Hope this do not affect the brand reputation of Micromax & its rest team.


----------



## Hrishi (Aug 8, 2013)

ashusood331 said:


> Hope this do not affect the brand reputation of Micromax & its rest team.



had it any ?


----------



## kg11sgbg (Aug 8, 2013)

^Though I do not own any Micromax Mobile/Tablet,still they are a brand reputed to feed the desire of sumptuous relishing of owning the latest smartphones/Tablets/LED TV's to the masses,compared to premium high end gadgets of same component  group.


----------



## ashs1 (Aug 8, 2013)

warfreak said:


> No, its not for making substandard phones.



ah damn..^this reason would've been better, eh ???


----------



## Hrishi (Aug 8, 2013)

kg11sgbg said:


> ^Though I do not own any Micromax Mobile/Tablet,still they are a brand reputed to feed the desire of sumptuous relishing of owning the latest smartphones/Tablets/LED TV's to the masses,compared to premium high end gadgets of same component  group.



no offence , I was just having my fun time.


----------



## kg11sgbg (Aug 9, 2013)

^no offence from me either,rishi...
Just speaking my thoughts aloud.


----------



## mohit9206 (Aug 10, 2013)

All of their head honchos must be arrested for pathetic after sales service support.


----------



## theserpent (Aug 10, 2013)

ashusood331 said:


> Hope this do not affect the *brand reputation of Micromax* & its rest team.



Go home your Drunk 
 They HAD a reputation :O


----------



## Shah (Aug 10, 2013)

theserpent said:


> Go home *your* Drunk
> They HAD a reputation :O


*Go home, You're Drunk*


----------



## Flash (Aug 10, 2013)

Give'em a Canvas 4, and he'll be free.


----------



## Harsh Pranami (Aug 10, 2013)

Paapi ko saza milni hi thi.
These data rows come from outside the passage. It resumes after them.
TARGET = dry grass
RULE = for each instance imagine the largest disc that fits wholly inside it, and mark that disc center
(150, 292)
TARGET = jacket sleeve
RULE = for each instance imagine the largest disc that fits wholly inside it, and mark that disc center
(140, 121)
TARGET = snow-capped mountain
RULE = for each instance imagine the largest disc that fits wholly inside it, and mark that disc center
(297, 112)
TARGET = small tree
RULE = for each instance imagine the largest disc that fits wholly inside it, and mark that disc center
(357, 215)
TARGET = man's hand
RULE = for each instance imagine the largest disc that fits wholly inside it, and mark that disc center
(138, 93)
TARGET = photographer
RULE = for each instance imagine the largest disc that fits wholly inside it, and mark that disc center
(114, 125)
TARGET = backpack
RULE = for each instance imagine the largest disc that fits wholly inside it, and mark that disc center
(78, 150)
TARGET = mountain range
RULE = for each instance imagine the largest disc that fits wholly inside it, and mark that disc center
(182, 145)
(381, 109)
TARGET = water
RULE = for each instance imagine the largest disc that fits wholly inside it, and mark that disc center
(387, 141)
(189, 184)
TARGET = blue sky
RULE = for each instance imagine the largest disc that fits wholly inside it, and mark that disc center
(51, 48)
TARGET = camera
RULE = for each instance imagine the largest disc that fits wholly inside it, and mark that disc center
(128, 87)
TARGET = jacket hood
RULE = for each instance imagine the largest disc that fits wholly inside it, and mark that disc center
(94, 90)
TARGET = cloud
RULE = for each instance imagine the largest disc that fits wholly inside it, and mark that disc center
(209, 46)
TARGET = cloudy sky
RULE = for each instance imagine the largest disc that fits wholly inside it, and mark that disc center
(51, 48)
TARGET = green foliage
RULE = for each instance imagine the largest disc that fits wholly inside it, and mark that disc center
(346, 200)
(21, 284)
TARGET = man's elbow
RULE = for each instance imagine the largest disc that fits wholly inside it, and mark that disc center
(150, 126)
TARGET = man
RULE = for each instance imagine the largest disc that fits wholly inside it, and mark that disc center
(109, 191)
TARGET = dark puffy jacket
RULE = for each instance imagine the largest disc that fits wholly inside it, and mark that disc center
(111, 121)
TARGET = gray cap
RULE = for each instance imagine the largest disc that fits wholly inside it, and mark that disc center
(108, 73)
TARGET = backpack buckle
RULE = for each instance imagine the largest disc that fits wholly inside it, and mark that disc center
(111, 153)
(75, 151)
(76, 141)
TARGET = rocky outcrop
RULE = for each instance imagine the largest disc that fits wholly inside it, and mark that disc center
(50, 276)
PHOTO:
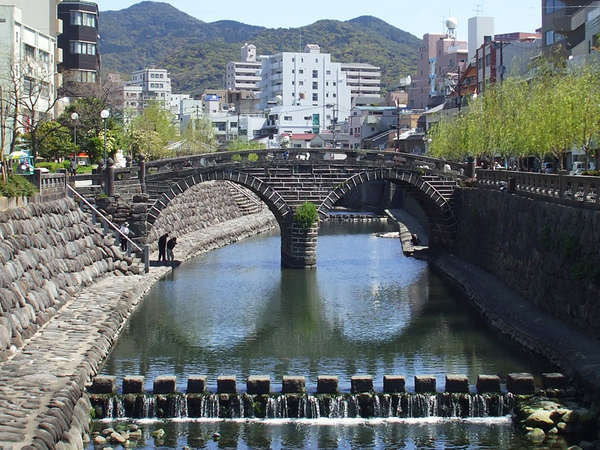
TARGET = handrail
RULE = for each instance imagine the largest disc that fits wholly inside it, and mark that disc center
(143, 251)
(245, 194)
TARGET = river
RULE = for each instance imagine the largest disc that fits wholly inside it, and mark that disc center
(367, 309)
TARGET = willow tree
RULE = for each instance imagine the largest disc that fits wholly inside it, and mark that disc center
(585, 89)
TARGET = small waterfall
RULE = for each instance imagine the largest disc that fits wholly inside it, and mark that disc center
(149, 406)
(119, 408)
(280, 406)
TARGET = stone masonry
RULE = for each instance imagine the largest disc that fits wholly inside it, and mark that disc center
(546, 251)
(48, 252)
(42, 398)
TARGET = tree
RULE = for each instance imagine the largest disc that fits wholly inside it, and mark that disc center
(242, 144)
(199, 136)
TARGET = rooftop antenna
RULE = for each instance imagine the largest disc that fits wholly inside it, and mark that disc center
(479, 8)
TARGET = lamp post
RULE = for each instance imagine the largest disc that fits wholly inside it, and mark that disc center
(75, 118)
(105, 114)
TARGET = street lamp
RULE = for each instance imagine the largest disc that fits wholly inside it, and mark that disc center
(105, 114)
(75, 118)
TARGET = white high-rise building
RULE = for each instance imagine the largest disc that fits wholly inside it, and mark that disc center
(479, 27)
(155, 83)
(245, 74)
(306, 80)
(27, 65)
(363, 79)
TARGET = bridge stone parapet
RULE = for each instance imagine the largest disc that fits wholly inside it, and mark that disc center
(285, 179)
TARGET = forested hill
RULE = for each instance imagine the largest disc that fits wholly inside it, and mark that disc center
(196, 52)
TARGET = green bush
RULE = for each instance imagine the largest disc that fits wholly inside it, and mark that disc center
(17, 186)
(306, 215)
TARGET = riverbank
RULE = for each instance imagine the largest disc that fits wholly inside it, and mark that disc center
(42, 398)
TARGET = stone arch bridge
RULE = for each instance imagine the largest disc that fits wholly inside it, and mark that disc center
(285, 179)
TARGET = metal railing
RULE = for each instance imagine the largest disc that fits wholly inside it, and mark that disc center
(366, 158)
(142, 251)
(574, 189)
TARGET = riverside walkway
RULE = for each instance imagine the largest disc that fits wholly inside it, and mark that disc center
(41, 386)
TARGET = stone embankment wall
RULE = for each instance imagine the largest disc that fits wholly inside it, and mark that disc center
(545, 251)
(201, 206)
(48, 252)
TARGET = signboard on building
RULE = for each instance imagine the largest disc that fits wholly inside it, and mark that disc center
(316, 123)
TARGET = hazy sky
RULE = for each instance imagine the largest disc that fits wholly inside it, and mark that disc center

Ab mere dead micromax mobile ke aatma ko shanti milegi.


----------



## Tech_Wiz (Aug 10, 2013)

^^ LOL


----------



## Nanducob (Aug 10, 2013)

#justoneofthethingsweloveaboutmicromax


----------



## ankitjain1116 (Aug 11, 2013)

ye opposition (samsung) ki chaal h lol


----------



## ashs1 (Aug 12, 2013)

^lol..yeah..samsung must have though " only we can make bakwaas phones. How can micromax do it too ??"


----------